Kurnool Bus Fire Exposes Safety Gaps
“These doors are lightweight but useless once flames reach them”: Dr R.S. Nair - A transport safety researcher and professor at a university in the city
HYDERABAD: The Kurnool sleeper bus tragedy, which killed more than 20 passengers earlier this week, has brought new focus to how poorly India’s intercity coaches are equipped for emergencies — from doors that jam in heat to the missing hammers meant to shatter escape windows.
Officials said the Hyderabad–Bengaluru coach’s main door jammed after the collision and fire. Deputy inspector general Koya Praveen told reporters that the latch “could not be released from inside once the heat rose,” suggesting that the doorframe had warped.
Investigators and fire experts say most contract carriage buses use thin aluminium or mild-steel doors, held by PVC-coated seals that melt at around 150 °C, leaving the latch mechanism locked. “These doors are lightweight but useless once flames reach them,” said Dr R.S. Nair, a transport safety researcher and professor at a university in the city. “They need reinforced composite frames and heat-resistant silicone seals to hold shape long enough for passengers to escape.”

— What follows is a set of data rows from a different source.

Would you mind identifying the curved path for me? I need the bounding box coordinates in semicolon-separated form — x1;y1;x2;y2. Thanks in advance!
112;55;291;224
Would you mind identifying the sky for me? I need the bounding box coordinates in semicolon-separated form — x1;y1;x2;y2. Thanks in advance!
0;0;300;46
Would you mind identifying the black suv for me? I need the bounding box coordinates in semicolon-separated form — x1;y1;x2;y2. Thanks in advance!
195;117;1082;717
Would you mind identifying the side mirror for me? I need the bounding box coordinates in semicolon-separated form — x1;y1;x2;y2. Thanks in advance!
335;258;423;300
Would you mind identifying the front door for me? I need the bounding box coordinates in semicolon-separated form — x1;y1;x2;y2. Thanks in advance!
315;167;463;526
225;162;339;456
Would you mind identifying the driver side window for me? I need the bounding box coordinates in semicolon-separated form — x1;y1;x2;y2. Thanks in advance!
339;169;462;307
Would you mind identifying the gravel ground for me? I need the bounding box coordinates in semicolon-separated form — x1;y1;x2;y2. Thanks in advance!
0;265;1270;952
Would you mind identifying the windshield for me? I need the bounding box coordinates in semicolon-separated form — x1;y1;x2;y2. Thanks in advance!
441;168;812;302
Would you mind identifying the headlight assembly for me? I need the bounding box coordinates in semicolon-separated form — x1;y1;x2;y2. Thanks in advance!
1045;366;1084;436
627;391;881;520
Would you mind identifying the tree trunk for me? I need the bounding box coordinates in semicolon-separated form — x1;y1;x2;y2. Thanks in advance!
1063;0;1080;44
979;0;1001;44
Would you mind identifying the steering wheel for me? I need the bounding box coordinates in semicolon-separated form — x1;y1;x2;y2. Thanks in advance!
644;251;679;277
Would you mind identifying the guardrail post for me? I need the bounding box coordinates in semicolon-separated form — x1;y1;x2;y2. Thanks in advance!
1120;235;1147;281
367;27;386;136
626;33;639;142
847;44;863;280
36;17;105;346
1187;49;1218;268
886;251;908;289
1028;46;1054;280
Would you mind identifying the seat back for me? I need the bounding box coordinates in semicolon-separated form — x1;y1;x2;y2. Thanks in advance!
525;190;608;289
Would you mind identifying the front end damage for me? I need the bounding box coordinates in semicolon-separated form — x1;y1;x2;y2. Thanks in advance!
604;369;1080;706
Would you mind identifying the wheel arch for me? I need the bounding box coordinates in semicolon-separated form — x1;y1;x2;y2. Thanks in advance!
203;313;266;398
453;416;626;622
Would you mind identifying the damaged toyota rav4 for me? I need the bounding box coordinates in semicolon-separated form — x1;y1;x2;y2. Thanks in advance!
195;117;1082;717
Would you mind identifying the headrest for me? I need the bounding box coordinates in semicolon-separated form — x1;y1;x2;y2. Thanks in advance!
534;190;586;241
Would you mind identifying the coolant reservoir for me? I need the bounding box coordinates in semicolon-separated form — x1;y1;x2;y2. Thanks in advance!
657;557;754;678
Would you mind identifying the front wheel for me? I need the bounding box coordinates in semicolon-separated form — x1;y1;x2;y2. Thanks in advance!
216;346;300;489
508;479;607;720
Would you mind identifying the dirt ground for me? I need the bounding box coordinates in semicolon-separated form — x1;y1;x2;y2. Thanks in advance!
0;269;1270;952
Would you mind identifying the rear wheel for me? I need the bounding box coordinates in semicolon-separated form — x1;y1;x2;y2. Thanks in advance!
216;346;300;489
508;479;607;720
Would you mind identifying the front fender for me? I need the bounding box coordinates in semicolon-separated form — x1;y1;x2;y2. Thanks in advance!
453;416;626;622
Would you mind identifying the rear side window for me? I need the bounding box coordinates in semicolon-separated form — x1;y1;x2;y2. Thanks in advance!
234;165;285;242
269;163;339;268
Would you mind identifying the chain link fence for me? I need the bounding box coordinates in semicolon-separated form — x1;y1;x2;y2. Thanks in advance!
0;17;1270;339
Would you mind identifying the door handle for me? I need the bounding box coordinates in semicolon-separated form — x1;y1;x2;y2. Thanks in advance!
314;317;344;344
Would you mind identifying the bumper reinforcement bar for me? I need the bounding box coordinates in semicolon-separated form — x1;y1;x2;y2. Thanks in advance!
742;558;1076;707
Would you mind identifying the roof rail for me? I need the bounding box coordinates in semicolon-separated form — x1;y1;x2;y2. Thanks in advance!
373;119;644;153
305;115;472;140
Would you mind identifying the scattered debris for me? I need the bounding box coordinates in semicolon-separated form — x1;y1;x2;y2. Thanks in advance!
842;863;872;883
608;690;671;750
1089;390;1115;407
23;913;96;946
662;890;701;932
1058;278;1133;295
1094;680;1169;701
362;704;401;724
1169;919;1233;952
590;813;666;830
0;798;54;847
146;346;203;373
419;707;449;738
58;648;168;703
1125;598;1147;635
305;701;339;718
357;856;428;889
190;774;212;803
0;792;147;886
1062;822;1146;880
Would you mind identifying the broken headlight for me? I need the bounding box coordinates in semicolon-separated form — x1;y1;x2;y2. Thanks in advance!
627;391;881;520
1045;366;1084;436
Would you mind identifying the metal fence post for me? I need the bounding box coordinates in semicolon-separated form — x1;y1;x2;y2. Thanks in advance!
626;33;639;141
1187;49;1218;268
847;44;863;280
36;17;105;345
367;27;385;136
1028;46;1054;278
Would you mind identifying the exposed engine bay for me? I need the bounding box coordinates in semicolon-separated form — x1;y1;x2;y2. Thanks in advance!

By contrast, luxury film caravans and vanity vans use marine-grade aluminium alloy panels, fibre-glass reinforced plastic (FRP) and ceramic wool insulation that withstand temperatures up to 800 °C. “Caravans have automatic pneumatic doors with dual-latch release and internal override levers,” said Raghavendra Reddy, a vehicle fabricator who has worked on several high-end units. “They also come with two extinguishers and a mandatory safety walkthrough before every trip.”
Fire-safety auditors say such briefings are almost unheard of on public buses. “Passengers are never told where the exits or hammers are,” said Sandeep Reddy, who services long-distance coaches in Medchal. “In many buses, the hammer is tied down with a plastic strap, and the extinguisher is either expired or missing.”
The Automotive Industry Standard (AIS-052) and IS 15061 together require every passenger vehicle to have two functional exits, emergency glass-breaking tools, and flame-tested interiors. Yet, field checks after the Kurnool incident found that many buses did not display safety instructions or provide working extinguishers.
Transport engineers say simple retrofits could prevent future disasters: dual-release FRP doors, clearly marked window hammers, audible alarms and two-minute safety briefings before departure. “If an airline can explain exits in thirty seconds, a bus can too,” said Nair. “The difference is that one industry treats safety as procedure, the other as paperwork.”
Officials say the transport department should now draft a circular to make pre-ride safety briefings, functional hammers, and valid extinguishers mandatory in all intercity services. For many commuters who board these night buses each day, that could finally mean a chance to escape, not just a ride that ends in smoke.